Switch from batch to record-by-record processing in case an exception occured. #2233

rloeffel · 2022-04-13T11:37:16Z

Current Behavior

When processing serveral records at the same time, it is sometimes impossible to say which record caused an exception and therefore you cannot rise a BatchListenerFailedException. In consequence the listener will reprocess the whole batch again according to https://docs.spring.io/spring-kafka/reference/html/#retrying-batch-eh

Expected Behavior

It would be helpful if one could switch to a record-by-record processing in case an exception occured during batch processing. Then one could detect which record caused the exception.

Context
I opened also a question on stackoverflow: https://stackoverflow.com/questions/71856309/spring-kafka-errorhandling-for-batchlisteners

garyrussell · 2022-04-13T13:15:20Z

Don't ask questions in multiple places; it is a waste of your time, and ours.

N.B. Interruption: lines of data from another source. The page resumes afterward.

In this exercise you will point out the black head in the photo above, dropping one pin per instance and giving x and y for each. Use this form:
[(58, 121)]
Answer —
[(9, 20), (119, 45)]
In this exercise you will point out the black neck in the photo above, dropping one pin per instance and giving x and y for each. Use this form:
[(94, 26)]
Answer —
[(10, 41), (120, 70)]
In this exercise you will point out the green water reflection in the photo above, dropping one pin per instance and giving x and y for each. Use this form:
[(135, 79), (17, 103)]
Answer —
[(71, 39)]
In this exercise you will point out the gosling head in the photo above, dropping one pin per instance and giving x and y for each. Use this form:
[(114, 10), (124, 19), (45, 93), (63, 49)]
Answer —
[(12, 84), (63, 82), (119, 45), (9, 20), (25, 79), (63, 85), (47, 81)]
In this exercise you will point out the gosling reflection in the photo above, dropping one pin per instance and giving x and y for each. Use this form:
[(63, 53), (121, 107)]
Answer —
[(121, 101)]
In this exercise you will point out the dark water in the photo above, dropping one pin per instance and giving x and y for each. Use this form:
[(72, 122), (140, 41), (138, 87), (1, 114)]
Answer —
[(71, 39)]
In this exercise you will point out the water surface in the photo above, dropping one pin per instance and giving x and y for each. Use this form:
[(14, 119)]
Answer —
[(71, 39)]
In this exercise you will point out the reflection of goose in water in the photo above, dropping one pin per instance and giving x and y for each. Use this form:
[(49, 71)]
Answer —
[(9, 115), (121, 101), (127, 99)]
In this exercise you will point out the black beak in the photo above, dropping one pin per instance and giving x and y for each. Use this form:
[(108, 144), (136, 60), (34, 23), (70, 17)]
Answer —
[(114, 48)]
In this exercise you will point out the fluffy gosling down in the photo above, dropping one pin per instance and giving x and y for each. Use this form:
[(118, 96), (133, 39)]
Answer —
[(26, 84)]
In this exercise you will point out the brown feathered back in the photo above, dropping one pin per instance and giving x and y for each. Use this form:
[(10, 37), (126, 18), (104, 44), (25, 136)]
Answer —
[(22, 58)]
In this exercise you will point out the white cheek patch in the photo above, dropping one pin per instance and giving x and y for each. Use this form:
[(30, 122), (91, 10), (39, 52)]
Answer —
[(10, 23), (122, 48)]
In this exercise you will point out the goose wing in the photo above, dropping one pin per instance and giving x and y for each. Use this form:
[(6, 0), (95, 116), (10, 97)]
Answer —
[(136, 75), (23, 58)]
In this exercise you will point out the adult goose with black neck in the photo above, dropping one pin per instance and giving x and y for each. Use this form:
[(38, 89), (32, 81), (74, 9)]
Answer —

We cannot switch between batch and record listeners when an exception occurs.

See the documentation for how to handle this use case.

https://docs.spring.io/spring-kafka/docs/current/reference/html/#default-eh

Use

@KafkaListener(id = "recovering", topics = "someTopic")
public void listen(List<Thing> things) {
    for (int i = 0; i < records.size(); i++) {
        try {
            process(things.get(i));
        }
        catch (Exception e) {
            throw new BatchListenerFailedException("Failed to process", e, i);
        }
    }
}

or

@KafkaListener(id = "recovering", topics = "someTopic")
public void listen(List<ConsumerRecord<String, Thing>> records) {
    things.forEach(record ->
        try {
            process(record);
        }
        catch (Exception e) {
            throw new BatchListenerFailedException("Failed to process", e, record);
        }
    }
}

This will work (in 2.8.x) with the DefaultErrorHandler (which is the default). For earlier versions, it requires the RecoveringBatchErrorHandler.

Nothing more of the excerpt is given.